1. 题目介绍（Symmetric Tree）

Given the root of a binary tree, check whether it is a mirror of itself (i.e., symmetric around its center).

【Translate】： 给定二叉树的根，检查它是否是自身的镜像(即，围绕其中心对称)。

【测试用例】：

示例1： 示例2：

【条件约束】：

【跟踪】：

【Translate】： 你能用递归和迭代求解吗?

2. 题解

2.1 递归

原题解来自于 PratikSen07 的 Easy || 0 ms 100% (Fully Explained)(Java, C++, Python, JS, Python3).

这里的递归思想很简单，即判断了所有的错误情况。

/**
 * Definition for a binary tree node.
 * public class TreeNode {
 *     int val;
 *     TreeNode left;
 *     TreeNode right;
 *     TreeNode() {}
 *     TreeNode(int val) { this.val = val; }
 *     TreeNode(int val, TreeNode left, TreeNode right) {
 *         this.val = val;
 *         this.left = left;
 *         this.right = right;
 *     }
 * }
 */
class Solution {
    public boolean isSymmetric(TreeNode root) {
        if(root == null) return true;
        
        return isSymmetric(root.left, root.right);
        
    }
    
    public boolean isSymmetric(TreeNode left, TreeNode right){
        
        if(left == null && right == null) return true;
        else if(left == null || right == null) return false;
        
        if(left.val != right.val) return false;
        if(!isSymmetric(left.left,right.right) || !isSymmetric(left.right,right.left)) return false;
        
        return true;
    }
}

2.2 非递归

原题解来自于 iaming 在 Recursive and non-recursive solutions in Java 的 Comment.

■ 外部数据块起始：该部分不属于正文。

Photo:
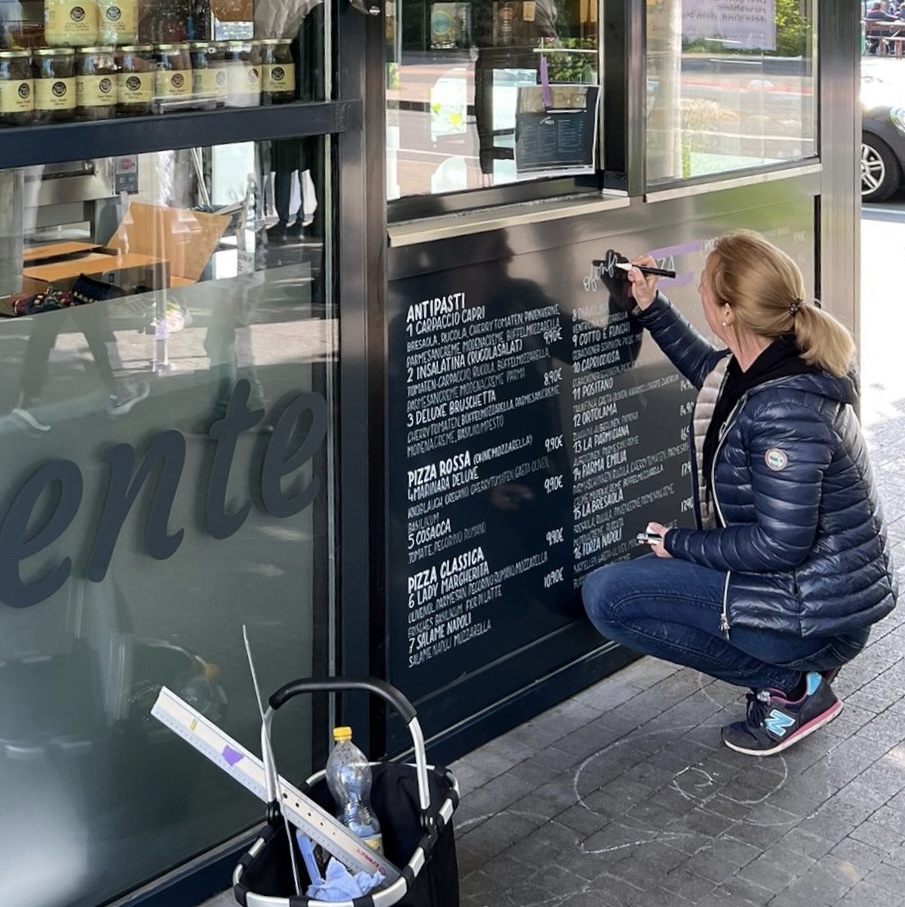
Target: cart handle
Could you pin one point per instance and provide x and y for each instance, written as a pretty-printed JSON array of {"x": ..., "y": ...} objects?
[{"x": 342, "y": 684}]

其主要的解题思想就是将root的左右子树逐一压入栈，然后弹出，对比该值是否相等，不相等就返回false，然后依次循环遍历所有子树。

/**
 * Definition for a binary tree node.
 * public class TreeNode {
 *     int val;
 *     TreeNode left;
 *     TreeNode right;
 *     TreeNode() {}
 *     TreeNode(int val) { this.val = val; }
 *     TreeNode(int val, TreeNode left, TreeNode right) {
 *         this.val = val;
 *         this.left = left;
 *         this.right = right;
 *     }
 * }
 */
class Solution {
    public boolean isSymmetric(TreeNode root) {
        if (root == null) return true;
        Stack<TreeNode> stack = new Stack<>();
        stack.push(root.left);
        stack.push(root.right);
        while (!stack.empty()) {
            TreeNode n1 = stack.pop(), n2 = stack.pop();
            if (n1 == null && n2 == null) continue;
            if (n1 == null || n2 == null || n1.val != n2.val) return false;
            stack.push(n1.left);
            stack.push(n2.right);
            stack.push(n1.right);
            stack.push(n2.left);
        }
        return true;
    }
}